Francis W. Parker School believes that as part of a global world, we must teach students about diversity in order to strengthen their capacity to relate to one another, so that they may learn to treat others with respect and kindness, and challenge behaviors that oppress, exclude or demean the humanity of others. (Source: Taken from school website)
In October, I had a chance to spend the morning at Francis W. Parker School in the Lincoln Park neighborhood of Chicago. I’ve seen the school before, as I walk by it several times during my week, living just down the block. The outdoor sculptures and the recently installed turf football field have left a desire to get a sneak peek inside the school’s classroom, their numerous art studios, and of course, cafeteria.
Martha Nussbaum, a philosopher on education in America, shares that poverty is a lack of freedom to reach potential. After spending the morning at this school, truthfully, rich, poor, or somewhere in between, I would want every child in Chicago to go there. I would hide in the cupboard to get a job there. The resources are numerous and the amount of choices seem too many to count. Whether that be the freedoms in the woodworking room to the ability to choose between a turkey sandwich, a plate of pasta, or a tray of sushi at lunch, this independent school offers children a chance to grow and learn in a provided for environment.

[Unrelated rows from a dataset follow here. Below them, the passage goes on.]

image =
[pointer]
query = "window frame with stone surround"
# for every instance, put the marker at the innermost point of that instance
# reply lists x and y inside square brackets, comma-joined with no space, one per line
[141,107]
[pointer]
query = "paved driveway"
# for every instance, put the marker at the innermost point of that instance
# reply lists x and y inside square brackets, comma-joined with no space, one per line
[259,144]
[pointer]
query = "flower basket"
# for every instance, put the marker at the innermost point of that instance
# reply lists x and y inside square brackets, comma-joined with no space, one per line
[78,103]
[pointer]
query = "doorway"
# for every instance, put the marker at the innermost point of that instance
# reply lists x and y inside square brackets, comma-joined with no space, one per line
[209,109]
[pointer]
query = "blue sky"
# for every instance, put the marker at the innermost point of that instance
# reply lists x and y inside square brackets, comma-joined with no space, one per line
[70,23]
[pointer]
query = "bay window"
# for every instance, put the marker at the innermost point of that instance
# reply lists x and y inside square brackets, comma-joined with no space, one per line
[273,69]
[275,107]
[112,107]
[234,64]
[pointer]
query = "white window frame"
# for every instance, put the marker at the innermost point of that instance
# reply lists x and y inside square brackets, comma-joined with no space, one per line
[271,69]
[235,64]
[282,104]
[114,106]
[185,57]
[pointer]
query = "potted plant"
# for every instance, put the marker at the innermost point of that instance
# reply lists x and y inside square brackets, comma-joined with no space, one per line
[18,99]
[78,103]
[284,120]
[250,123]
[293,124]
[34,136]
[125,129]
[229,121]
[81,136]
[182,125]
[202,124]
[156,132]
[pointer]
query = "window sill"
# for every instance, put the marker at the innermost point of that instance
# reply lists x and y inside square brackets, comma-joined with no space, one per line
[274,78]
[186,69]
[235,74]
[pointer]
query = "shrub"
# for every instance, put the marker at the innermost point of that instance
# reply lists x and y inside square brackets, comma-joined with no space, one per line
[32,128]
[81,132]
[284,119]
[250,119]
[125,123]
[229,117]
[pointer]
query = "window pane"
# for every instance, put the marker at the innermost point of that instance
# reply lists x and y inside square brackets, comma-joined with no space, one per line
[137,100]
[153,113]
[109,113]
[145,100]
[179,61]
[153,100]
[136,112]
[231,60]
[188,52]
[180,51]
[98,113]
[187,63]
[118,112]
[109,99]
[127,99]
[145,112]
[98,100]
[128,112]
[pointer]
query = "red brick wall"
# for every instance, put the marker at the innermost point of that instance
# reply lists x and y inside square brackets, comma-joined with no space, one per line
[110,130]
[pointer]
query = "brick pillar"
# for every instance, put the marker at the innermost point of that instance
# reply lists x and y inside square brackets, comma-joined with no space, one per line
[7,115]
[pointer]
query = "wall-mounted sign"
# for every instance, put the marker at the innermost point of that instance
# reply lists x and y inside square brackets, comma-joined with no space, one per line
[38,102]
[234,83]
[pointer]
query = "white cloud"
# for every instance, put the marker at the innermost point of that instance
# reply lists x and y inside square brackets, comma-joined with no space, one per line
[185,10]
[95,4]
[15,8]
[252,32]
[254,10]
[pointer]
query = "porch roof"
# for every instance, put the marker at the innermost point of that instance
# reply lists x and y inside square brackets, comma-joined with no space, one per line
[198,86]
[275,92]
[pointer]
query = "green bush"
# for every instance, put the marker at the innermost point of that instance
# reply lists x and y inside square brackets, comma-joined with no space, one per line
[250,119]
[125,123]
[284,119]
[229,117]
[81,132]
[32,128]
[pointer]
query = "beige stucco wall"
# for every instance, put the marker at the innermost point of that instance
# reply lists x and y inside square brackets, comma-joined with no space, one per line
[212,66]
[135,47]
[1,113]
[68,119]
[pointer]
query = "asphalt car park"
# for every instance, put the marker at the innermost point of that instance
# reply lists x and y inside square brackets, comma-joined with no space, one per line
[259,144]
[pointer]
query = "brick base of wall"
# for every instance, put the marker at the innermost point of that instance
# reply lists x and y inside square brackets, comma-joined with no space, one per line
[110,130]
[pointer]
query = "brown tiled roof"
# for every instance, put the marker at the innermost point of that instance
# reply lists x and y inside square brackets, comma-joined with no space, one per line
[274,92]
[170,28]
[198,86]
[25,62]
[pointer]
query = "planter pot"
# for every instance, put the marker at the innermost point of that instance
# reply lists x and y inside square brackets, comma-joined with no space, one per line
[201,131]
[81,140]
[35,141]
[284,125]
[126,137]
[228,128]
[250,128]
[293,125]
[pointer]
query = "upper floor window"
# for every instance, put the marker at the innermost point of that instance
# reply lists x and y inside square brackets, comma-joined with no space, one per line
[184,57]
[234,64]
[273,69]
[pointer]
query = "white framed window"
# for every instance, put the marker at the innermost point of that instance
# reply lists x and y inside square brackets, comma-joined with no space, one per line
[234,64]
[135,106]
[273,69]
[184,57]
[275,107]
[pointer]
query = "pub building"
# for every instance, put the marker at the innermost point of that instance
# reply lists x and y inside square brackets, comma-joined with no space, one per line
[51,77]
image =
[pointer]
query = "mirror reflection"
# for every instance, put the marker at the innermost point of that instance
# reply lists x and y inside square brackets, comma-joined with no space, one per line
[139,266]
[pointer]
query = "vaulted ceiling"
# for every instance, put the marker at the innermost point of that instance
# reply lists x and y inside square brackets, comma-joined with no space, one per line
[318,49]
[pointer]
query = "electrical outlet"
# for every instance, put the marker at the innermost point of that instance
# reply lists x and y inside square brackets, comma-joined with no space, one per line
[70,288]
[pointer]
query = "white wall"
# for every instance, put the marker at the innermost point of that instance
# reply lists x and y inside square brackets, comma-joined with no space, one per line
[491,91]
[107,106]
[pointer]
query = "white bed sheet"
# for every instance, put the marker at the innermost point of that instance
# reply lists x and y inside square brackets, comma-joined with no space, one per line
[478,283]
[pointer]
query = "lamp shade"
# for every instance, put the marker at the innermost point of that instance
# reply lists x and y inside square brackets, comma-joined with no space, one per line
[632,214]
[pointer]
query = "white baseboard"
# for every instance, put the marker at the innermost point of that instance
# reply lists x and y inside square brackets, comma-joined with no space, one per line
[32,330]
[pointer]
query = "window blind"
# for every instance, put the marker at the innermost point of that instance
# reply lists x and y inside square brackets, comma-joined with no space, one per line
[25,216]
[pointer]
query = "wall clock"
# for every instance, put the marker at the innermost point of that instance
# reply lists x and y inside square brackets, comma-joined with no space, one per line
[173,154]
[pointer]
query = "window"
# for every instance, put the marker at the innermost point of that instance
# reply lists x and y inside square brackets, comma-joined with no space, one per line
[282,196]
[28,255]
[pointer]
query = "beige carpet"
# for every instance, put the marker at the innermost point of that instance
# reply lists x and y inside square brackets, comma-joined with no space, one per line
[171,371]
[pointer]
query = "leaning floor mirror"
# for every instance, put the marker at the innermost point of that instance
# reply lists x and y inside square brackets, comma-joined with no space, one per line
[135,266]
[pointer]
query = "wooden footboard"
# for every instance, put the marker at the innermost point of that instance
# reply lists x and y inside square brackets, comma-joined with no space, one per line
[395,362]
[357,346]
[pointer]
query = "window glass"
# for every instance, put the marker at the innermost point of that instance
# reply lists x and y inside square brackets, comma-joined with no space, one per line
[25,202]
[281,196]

While I was told that children come from all over the Chicagoland area each morning, younger kids being driven to older students taking various forms of public transit, I had the hope and vision of diversity, I am not so sure.
The school in its mission stresses a holistic approach to educating a child, knowing we are global citizens. Does poverty need to be visible for me to believe its there? Or too, can it blend in for the opportunity of all? Or me, as the observer, do I create a whole new layer of being the outsider?